Estupideces políticas y seguramente mal intencionadas por parte de algunos dirigentes de la organización a la que yo pertenecía, me influyeron y lograron condicionarme, gracias a mi ingenuidad y bloqueo mental, para que decidiera el divorcio como «lealtad firme» a ciertos principios éticos de la ideología que esos dirigentes presumían sustentar y que yo, afortunadamente sí continúo sustentando y sustentaré mientras viva. Y me quedé sin mi familia individual e íntima para regresar a casa de mis padres transitoriamente para entonces, necesitar alguna balsa viva que librara del naufragio que me tragaba más y más día con día.
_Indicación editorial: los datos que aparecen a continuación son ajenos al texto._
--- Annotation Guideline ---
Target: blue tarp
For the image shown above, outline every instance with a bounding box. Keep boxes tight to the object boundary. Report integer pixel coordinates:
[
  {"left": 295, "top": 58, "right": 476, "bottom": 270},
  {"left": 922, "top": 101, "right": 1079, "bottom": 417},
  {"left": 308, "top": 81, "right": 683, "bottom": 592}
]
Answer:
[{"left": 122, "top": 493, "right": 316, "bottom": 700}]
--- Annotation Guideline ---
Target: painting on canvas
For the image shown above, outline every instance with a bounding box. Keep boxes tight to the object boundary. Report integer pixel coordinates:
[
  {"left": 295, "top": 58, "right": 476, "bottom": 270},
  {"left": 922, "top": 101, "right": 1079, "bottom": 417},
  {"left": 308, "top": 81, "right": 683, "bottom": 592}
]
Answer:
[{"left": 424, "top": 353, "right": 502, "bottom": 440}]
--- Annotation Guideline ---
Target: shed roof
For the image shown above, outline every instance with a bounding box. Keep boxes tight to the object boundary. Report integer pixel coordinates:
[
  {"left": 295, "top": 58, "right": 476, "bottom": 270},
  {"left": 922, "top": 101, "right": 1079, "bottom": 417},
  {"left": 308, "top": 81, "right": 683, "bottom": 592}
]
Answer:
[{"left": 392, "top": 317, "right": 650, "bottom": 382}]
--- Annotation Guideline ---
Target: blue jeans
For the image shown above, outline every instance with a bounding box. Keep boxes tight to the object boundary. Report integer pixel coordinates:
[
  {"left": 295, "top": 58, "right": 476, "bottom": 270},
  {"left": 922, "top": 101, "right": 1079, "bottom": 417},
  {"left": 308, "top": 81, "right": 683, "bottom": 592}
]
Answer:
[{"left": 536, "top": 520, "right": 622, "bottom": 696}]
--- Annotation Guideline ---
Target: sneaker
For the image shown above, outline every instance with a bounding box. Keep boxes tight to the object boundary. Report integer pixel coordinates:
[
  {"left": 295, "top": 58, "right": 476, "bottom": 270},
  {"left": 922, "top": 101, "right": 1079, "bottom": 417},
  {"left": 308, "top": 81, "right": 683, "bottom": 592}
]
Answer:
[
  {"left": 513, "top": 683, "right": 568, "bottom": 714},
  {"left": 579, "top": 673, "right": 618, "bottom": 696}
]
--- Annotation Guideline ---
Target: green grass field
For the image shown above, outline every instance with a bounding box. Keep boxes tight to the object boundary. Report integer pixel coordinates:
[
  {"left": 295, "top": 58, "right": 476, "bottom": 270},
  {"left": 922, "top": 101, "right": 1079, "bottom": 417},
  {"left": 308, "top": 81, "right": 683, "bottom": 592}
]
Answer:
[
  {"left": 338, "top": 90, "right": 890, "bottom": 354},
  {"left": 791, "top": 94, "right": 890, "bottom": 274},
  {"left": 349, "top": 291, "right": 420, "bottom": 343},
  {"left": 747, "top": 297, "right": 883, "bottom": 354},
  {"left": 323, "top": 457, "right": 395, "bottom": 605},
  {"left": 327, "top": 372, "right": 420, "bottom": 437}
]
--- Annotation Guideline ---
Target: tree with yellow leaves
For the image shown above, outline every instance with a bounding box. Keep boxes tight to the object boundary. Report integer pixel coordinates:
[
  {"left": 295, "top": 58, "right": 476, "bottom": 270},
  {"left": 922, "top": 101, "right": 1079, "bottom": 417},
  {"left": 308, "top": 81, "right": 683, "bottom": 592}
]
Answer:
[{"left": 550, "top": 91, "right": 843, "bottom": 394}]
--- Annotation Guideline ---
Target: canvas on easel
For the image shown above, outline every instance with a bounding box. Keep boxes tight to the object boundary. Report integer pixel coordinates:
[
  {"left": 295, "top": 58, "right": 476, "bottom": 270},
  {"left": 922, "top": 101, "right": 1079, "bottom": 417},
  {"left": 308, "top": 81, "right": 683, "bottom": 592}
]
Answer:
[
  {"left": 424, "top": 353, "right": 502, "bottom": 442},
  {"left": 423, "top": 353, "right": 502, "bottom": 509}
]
Vino entonces otra mujer que también se llamó Olga, nos hicimos amigos, compañeros y decidimos casarnos. Ella era solidaria, fraternal hasta la ternura, tenía una carrera universitaria, ingeniería eléctrica con un posgrado de especialización en plantas eléctricas y su concepción filosófica del universo y de la sociedad era igual que la mía, partía del materialismo dialéctico y de la ética y la axiología originadas en esa concepción. Nos casamos en diciembre de 1972 y en 1980 debimos venir al exilio escapando al terrorismo de Estado que se entronizó en Guatemala. Vivimos en Costa Rica y luego nos trasladamos a México. Ella falleció, como ya lo dije, el 8 de octubre de 2008 y desde entonces estoy tratando de aprender a vivir solo en la ciudad más grande del mundo.

Considero que mi relación con las mujeres, hacia la colectividad, hacia los grupos de compañeras, hacia las amigas, hacia las que alguna vez me respondieron positivamente en mis necesidades de ternura, amor, erotismo y unificación encantada de la virilidad con la femineidad, fueron siempre sanas, saludables y hasta constructivas.

Quizá vale la pena agregar algunos renglones en torno a esta temática.

En todas las poblaciones ciegas a las que he llegado algunas veces, de los muchos ciegos que he conocido, de los compañeros ciegos que han convivido conmigo en diversas instituciones y países, en la mayoría de cuates y cuatas ciegos, se percibe una cierta tendencia a establecer relaciones amorosas y la formación de parejas estables con otro ciego o ciega, según el caso, de ahí cierto predominio de uniones de ciegos entre sí.

Son muy pocos los ciegos o ciegas que deciden o pueden formar una pareja con personas videntes –las causas de este fenómeno social no son simples, pero merecen más información y reflexión para irlas determinando científicamente. Yo, quizá porque viví medio astusiado o medio inconciente de la realidad personal durante toda mi niñez considerando que yo era «vidente» con el aceleradamente encogimiento del resto visual que utilizaba, y por el trato que me brindó toda la familia y un zopilotero de cuates y cuatas que desde la niñez y durante mi irrupción a la adolescencia rodearon alegremente mi existencia, pude transitar sin trabas mayores la lucha en pro de los derechos de los ciegos como deficientes físicos en este mundo contra la discriminación y la humillación.

Como seguramente se puede percibir, mi relación con las mujeres ha sido absolutamente normal y la ceguera casi no ha significado en ningún momento, algún tope o problema que impidan esos asuntos vitales, naturales, sociales y especialmente humanos que necesariamente debemos atender.

 Son muy pocos los ciegos o ciegas que deciden o pueden formar una pareja con personas videntes –las causas de este fenómeno social no son simples, pero merecen más información y reflexión para irlas determinando científicamente.